As mentioned previously, we augment the existing 3D-CNN with a semantic segmentation head, requiring only a single $1\times 1\times 1$ convolution, to be able to not only reconstruct the 3D structure of the scene but also provide semantic labels to the surfaces. Since no prior work attempts to do 3D semantic segmentation from only RGB images, and there are no established benchmarks, we propose a new evaluation procedure. The semantic labels from the predicted mesh are transferred onto the ground truth mesh using nearest neighbor lookup on the vertices, and then the standard IOU metric can be used. The results are reported in Table 4 and Fig. 7 (note that this is an unfair comparison since all prior methods include depth as input).

From the results in Table 4 we see that our approach is surprisingly competitive with (and even beats some) prior methods that include depth as input. Having depth as an input makes the problem significantly easier because the only source of error is from the semantic predictions. In our case, in order to correctly label a vertex we must both predict the geometry correct as well as the semantic label. From Fig. 7 we can see that mistakes in geometry compounds with mistakes in semantics which leads to lower IOUs.

In Figure 5 we show an example of how our method degrades as the number of frames is reduced at inference time. We see that there is almost no degradation with as few as 25 frames. See accompanying video for more examples.

Since our method only requires running a small 2D CNN on each frame, the cost of running the large 3D CNN is amortized over a sequence of images. On the other hand, MVS methods must run all their compute on every frame. Note that they must also run depth map fusion to accumulate the depth maps into a mesh, but we do not include this additional time here. We report inference times using 2 neighbors. All models are run on a single NVidia TiTan RTX GPU. From Table 5 we can see that after approximately 4 frames, ours becomes faster than DPSNet (note that most Scannet scenes are a few thousands of frames).

Conclusions

In this work, we present a novel approach to 3D scene reconstruction.
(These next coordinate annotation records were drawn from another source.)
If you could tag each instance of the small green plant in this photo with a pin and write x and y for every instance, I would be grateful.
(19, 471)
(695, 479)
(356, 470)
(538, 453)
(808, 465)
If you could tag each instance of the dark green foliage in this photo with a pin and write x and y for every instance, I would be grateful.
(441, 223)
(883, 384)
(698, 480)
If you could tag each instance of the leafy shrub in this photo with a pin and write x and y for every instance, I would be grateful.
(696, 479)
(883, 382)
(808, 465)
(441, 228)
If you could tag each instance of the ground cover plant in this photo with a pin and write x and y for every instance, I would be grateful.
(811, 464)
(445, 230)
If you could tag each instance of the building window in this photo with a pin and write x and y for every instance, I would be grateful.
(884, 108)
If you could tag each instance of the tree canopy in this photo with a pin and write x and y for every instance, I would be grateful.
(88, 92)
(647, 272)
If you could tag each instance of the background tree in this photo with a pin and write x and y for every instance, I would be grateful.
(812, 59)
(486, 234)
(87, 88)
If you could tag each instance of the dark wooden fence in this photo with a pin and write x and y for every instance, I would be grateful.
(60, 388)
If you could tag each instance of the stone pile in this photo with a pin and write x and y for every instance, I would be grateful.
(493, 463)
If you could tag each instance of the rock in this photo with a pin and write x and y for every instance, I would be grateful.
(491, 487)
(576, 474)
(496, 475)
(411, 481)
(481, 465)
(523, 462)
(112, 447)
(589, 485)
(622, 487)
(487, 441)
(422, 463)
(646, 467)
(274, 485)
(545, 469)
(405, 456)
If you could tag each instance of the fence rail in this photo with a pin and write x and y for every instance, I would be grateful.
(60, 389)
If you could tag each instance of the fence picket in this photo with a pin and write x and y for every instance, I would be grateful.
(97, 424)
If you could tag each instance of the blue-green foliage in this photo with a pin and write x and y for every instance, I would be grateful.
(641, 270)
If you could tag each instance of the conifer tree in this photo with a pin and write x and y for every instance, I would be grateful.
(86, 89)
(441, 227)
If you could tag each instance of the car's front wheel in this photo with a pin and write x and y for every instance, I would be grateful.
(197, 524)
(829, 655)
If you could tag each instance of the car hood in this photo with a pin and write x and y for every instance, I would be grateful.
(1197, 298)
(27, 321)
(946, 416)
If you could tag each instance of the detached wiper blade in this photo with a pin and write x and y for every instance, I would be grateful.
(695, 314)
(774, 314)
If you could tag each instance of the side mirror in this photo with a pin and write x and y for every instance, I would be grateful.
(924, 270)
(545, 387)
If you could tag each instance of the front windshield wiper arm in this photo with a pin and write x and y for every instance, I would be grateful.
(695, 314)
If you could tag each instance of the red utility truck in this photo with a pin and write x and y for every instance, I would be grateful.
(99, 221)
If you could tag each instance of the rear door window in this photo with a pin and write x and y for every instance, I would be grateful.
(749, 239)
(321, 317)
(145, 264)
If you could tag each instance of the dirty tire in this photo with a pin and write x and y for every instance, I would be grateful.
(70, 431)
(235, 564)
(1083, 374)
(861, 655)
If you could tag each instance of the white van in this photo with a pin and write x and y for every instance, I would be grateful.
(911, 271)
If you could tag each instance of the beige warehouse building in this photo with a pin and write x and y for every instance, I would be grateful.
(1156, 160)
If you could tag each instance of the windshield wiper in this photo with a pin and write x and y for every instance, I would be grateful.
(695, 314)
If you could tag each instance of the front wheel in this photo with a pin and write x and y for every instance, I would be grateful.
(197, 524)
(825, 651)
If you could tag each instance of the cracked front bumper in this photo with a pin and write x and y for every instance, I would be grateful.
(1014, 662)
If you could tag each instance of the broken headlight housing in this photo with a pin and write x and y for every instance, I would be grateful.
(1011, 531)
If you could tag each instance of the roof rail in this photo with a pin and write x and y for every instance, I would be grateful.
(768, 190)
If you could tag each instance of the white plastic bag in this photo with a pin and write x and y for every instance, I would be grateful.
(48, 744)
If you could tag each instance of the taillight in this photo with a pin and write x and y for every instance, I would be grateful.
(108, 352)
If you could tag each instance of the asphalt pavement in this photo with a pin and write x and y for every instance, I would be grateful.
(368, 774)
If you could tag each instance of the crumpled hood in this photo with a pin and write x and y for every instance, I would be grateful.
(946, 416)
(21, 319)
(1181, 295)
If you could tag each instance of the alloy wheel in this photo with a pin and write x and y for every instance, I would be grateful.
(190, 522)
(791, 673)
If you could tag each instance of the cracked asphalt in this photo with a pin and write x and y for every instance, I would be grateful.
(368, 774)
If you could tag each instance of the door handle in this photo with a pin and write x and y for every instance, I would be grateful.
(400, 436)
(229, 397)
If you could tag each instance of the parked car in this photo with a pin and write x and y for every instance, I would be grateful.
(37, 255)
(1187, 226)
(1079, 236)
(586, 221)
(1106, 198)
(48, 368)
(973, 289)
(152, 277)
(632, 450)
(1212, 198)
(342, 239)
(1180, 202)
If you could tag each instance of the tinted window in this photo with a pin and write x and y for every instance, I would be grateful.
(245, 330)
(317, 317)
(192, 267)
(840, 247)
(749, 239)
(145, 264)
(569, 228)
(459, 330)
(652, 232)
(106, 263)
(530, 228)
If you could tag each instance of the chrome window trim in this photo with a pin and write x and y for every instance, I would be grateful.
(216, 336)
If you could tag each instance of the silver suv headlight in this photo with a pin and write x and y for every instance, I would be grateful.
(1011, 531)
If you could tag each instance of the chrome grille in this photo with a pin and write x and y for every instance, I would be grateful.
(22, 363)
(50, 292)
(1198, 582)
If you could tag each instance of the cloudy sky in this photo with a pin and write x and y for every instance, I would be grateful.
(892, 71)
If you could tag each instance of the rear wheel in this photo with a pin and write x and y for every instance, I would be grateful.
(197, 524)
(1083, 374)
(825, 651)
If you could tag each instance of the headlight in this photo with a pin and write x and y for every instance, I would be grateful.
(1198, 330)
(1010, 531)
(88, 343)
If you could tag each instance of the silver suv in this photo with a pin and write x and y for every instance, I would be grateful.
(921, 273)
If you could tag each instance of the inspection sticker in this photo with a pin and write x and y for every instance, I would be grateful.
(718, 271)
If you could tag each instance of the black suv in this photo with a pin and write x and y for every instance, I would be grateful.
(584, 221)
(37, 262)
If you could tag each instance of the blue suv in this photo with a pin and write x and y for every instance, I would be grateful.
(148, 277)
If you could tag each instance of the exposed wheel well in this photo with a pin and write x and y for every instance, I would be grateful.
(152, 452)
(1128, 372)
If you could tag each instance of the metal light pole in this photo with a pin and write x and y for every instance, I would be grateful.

Notably, our approach does not require depth inputs; is unbounded temporally, allowing the integration of long frame sequences; completes unobserved geometry; and supports the efficient prediction of other quantities such as semantics. We have experimentally verified that the classical approach to 3D reconstruction via per view depth estimation is inferior to direct regression to a 3D model from an input RGB sequence. We have also demonstrated that without significant additional compute, a semantic segmentation objective can be added to the model to accurately label the resultant surfaces. In our future work, we aim to improve the back projection and accumulation process. One approach is to allow the network to learn where along a ray to place the features (instead of uniformly). This will improve the models ability to handle occlusions and large multi room scenes. We also plan to add additional tasks such as instance segmentation and intrinsic image decomposition. Our method is particularly well suited for intrinsic image decomposition because the network has the ability to reason with information from multiple views in 3D.